The $n$th Bell number, named after Eric Temple Bell (although he was far from the first to think about them), is the number of partitions of a set of cardinality $n$. If they are written in the top row of this triangle, starting with the $0$th Bell number, which is $1$, and each number is the sum of the two above, it, then the numbers on the left edge are the Bell numbers starting with the $1$th Bell number (not to be confused with the $1$st Bell number....): $ \begin{array}{ccccccccccccc} 1 & & 1 & & 2 & & 5 & & 15 & & 52 & & 203 \\ & 2 & & 3 & & 7 & & 20 & & 67 & & 255 \\ & & 5 & & 10 & & 27 & & 87 & & 322 \\ & & & 15 & & 37 & & 114 & & 409 \\ & & & & 52 & & 151 & & 523 \\ & & & & & 203 & & 674 \\ & & & & & & 877 \end{array} $ Thus suppose we have any finite initial part of the table: $ \begin{array}{ccccccccccccc} 1 & & 1 & & 2 & & 5 & & 15 \\ & 2 & & 3 & & 7 & & 20 \\ & & 5 & & 10 & & 27 \\ & & & 15 & & 37 \\ & & & & 52 \end{array} $ The number at the very bottom tells us what number to write next in the top row, and thus we have a recursion that gives us the whole sequence of Bell numbers.

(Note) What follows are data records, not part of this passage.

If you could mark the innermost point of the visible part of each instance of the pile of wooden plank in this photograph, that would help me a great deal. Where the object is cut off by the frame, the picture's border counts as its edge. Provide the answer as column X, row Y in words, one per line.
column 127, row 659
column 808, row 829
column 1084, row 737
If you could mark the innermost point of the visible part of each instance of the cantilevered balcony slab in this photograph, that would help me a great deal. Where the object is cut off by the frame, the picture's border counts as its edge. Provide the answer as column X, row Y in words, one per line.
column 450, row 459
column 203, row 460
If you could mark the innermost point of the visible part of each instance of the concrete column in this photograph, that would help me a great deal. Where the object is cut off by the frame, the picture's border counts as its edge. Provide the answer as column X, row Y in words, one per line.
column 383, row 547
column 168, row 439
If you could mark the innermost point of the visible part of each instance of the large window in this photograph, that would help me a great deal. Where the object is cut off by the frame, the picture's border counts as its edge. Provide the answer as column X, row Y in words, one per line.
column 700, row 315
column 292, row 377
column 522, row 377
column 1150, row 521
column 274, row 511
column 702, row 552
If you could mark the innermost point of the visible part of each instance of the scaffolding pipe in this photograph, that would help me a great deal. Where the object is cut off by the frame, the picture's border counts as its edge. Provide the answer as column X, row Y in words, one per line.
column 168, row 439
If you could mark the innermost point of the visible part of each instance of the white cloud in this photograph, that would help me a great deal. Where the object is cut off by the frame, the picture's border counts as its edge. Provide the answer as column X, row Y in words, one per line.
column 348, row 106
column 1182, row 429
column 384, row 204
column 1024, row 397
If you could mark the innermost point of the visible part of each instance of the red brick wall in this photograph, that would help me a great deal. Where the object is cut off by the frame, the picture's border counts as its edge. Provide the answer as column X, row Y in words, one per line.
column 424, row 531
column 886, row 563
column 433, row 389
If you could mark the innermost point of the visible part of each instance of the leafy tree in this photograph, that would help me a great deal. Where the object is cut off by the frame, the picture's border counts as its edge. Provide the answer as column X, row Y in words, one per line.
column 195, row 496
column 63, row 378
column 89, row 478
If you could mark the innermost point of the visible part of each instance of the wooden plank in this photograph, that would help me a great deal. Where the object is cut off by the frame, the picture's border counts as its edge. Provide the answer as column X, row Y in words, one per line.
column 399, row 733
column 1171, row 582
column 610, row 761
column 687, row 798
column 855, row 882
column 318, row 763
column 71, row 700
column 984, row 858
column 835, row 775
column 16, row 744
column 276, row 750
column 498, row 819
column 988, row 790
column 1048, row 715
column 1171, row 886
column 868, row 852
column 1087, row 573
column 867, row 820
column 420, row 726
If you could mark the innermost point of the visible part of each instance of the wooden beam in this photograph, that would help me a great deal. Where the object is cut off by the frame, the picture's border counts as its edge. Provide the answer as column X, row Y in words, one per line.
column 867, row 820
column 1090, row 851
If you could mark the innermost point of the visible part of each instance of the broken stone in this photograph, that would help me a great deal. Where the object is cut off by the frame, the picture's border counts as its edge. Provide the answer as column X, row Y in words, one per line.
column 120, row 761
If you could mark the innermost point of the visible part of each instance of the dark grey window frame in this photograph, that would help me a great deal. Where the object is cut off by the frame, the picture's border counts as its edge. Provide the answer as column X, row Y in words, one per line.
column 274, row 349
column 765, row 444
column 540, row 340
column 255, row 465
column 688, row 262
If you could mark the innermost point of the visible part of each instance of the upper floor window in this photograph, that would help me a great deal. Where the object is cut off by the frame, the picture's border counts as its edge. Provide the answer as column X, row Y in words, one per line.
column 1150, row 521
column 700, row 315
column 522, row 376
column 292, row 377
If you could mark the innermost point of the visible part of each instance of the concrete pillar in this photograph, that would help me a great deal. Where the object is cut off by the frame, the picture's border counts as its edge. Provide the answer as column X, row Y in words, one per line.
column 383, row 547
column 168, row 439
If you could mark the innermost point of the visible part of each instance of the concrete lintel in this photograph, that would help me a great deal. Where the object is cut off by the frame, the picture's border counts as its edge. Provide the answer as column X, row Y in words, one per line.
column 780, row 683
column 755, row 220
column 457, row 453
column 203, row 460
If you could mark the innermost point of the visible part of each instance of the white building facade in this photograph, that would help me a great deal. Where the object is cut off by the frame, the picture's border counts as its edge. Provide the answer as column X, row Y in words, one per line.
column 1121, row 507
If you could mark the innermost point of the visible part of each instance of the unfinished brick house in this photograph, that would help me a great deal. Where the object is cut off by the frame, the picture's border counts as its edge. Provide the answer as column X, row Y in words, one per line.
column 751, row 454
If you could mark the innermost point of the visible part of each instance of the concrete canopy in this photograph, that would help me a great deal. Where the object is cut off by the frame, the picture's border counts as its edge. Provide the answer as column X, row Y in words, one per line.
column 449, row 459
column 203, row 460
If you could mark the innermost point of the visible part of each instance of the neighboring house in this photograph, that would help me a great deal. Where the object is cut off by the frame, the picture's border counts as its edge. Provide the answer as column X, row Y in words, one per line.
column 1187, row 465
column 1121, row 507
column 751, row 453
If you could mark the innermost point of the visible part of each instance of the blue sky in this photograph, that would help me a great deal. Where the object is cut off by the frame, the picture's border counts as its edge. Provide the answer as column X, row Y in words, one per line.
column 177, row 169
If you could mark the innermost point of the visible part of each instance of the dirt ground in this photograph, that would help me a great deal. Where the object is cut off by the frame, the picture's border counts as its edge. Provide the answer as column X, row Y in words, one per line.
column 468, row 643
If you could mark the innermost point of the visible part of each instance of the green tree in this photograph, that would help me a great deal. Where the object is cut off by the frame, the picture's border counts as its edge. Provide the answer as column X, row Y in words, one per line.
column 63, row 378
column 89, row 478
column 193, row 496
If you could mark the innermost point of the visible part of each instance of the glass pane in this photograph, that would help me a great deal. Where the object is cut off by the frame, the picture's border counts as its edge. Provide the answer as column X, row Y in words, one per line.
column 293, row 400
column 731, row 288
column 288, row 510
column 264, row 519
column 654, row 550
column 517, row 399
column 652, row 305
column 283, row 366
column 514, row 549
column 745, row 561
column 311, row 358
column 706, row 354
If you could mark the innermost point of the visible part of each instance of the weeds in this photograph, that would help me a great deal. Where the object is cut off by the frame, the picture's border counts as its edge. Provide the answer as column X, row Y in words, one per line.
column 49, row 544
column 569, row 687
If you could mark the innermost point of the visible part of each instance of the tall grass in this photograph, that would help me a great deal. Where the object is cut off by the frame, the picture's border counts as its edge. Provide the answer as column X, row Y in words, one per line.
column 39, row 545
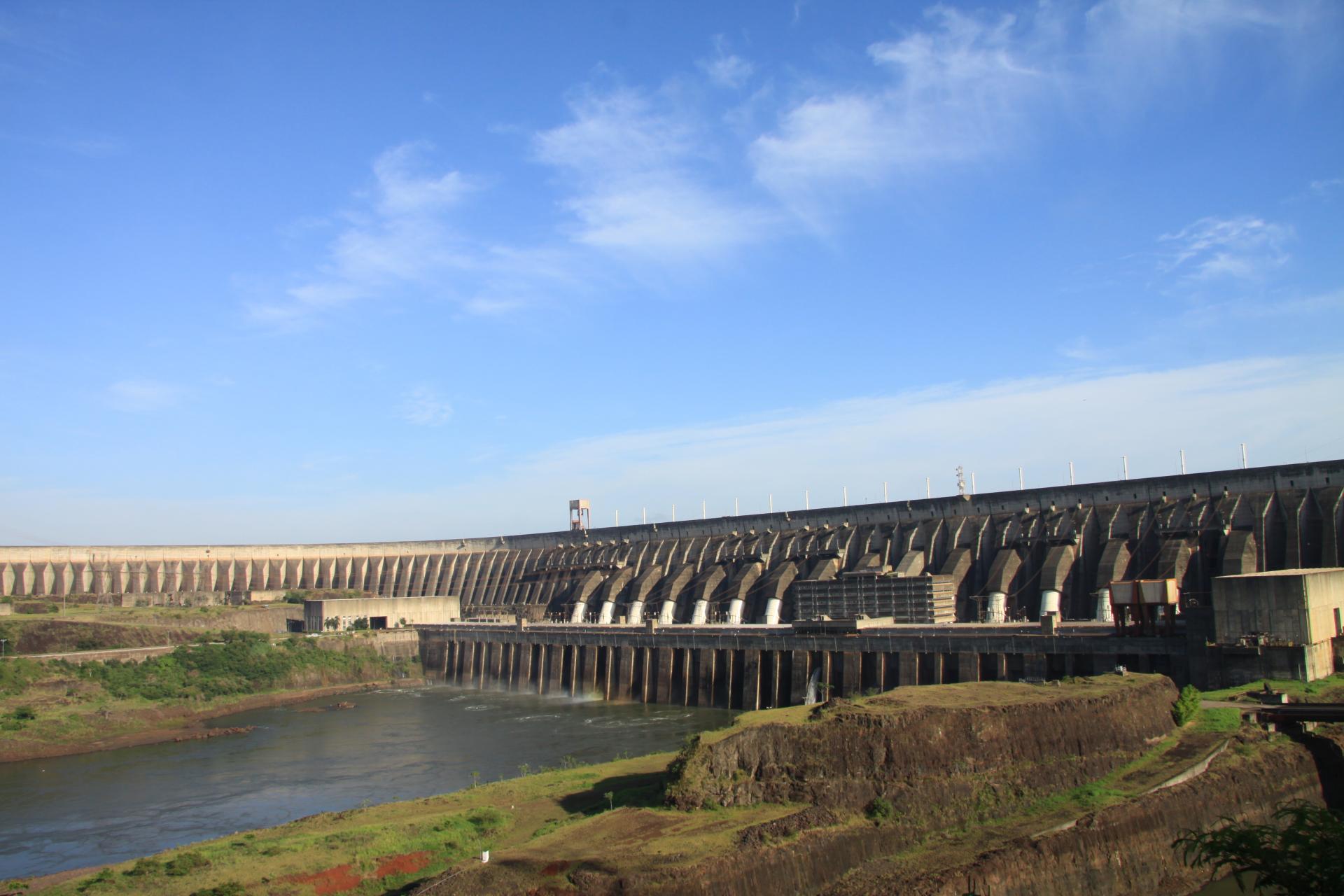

Now of course this tells us that $ \sum_{i=1}^\ell \binom \ell i B_i = B_{\ell+1},\tag{TYPO HERE} $ which is another (Or is it really the same one?) recursion formula for the Bell numbers.
Later edit: The line above should have started the summation at $0$ rather than $1$, thus: $ \sum_{i=0}^\ell \binom \ell i B_i = B_{\ell+1} $ end of later edit
Now "everybody knows" (?) that much. (See Gian-Carlo Rota's paper "The Number of Partitions of a Set" in the 1964 volume of the American Mathematical Monthly.) But the triangular array implies more than that. Number the rows starting with $0$ and the entries in each row starting with $0$, so that $B_{j,i}$ is entry $i$ in row $j$. Then the triangular array tells us that $ \sum_{i=k}^\ell \binom{\ell-k}{i} B_{j,i} = B_{j+\ell-k,\,j}.\tag{TYPO HERE} $ Later edit: The index $k$ above should have gone from $0$ to $\ell-k$. And since $\ell$ and $k$ appear only in the expression $\ell-k$, we may as well just use $\ell$ to denote what was called $\ell-k$. And we also fix another problem in the line below: $ \sum_{i=0}^\ell \binom \ell i B_{j,i+k} = B_{j+k-1,k} $ end of later edit
So my questions are:
- How can $(1)$ be proved bijectively?
- Is $(1)$ in the literature somewhere (specify!)?